Personal information
- Nationality: Australia
- Born: 24 July 1982 (age 43) Melbourne, Victoria, Australia
- Height: 1.61 m (5 ft 3+1⁄2 in)
- Weight: 50 kg (110 lb)

Sport
- Sport: Shooting
- Event: Skeet
- Club: Frankston Australian Clay Target Club
- Coached by: Goran Rahman

Medal record
Women's shooting
Representing Australia
Commonwealth Games
| Gold medal – first place | 2002 Manchester | Skeet pairs |
| Silver medal – second place | 2002 Manchester | Skeet |
| Gold medal – first place | 2006 Melbourne | Skeet pairs |

= Natalia Rahman =

Australian sport shooter (born 1982)

Natalia Rahman (born 24 July 1982 in Melbourne, Victoria) is an Australian sport shooter.

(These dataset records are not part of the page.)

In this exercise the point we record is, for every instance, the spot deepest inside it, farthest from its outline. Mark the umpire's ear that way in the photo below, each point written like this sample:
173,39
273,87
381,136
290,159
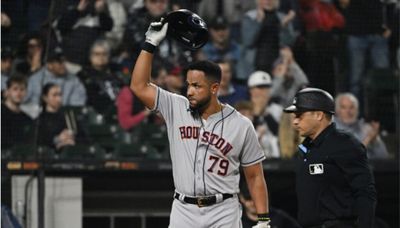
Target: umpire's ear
214,88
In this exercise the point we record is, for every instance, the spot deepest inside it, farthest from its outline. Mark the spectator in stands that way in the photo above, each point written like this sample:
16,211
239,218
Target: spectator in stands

She won a gold and silver medal in the women's skeet shooting, at the 2002 Commonwealth Games, a gold medal at the 2006 Commonwealth Games, coincidentally in her home city, accumulating a score of 90 targets. She has also won a bronze medal for Australia at the world cup in Shanghai (and to date remains the only female skeet shooter to win a medal for Australia at a World Cup or World Championships), and bronze medal at the World Championships in Cairo, and silver medal at the World Championships in Finland. Rahman is also the sister of two-time Olympian Paul Rahman (2004 and 2008), and the daughter of her personal coach Goran Rahman.

Rahman represented Australia at the 2008 Summer Olympics in Beijing, where she competed in women's skeet shooting. She placed eleventh in the qualifying rounds of the event by two points behind Romania's Lucia Mihalache from the final attempt, with a total score of 66 targets.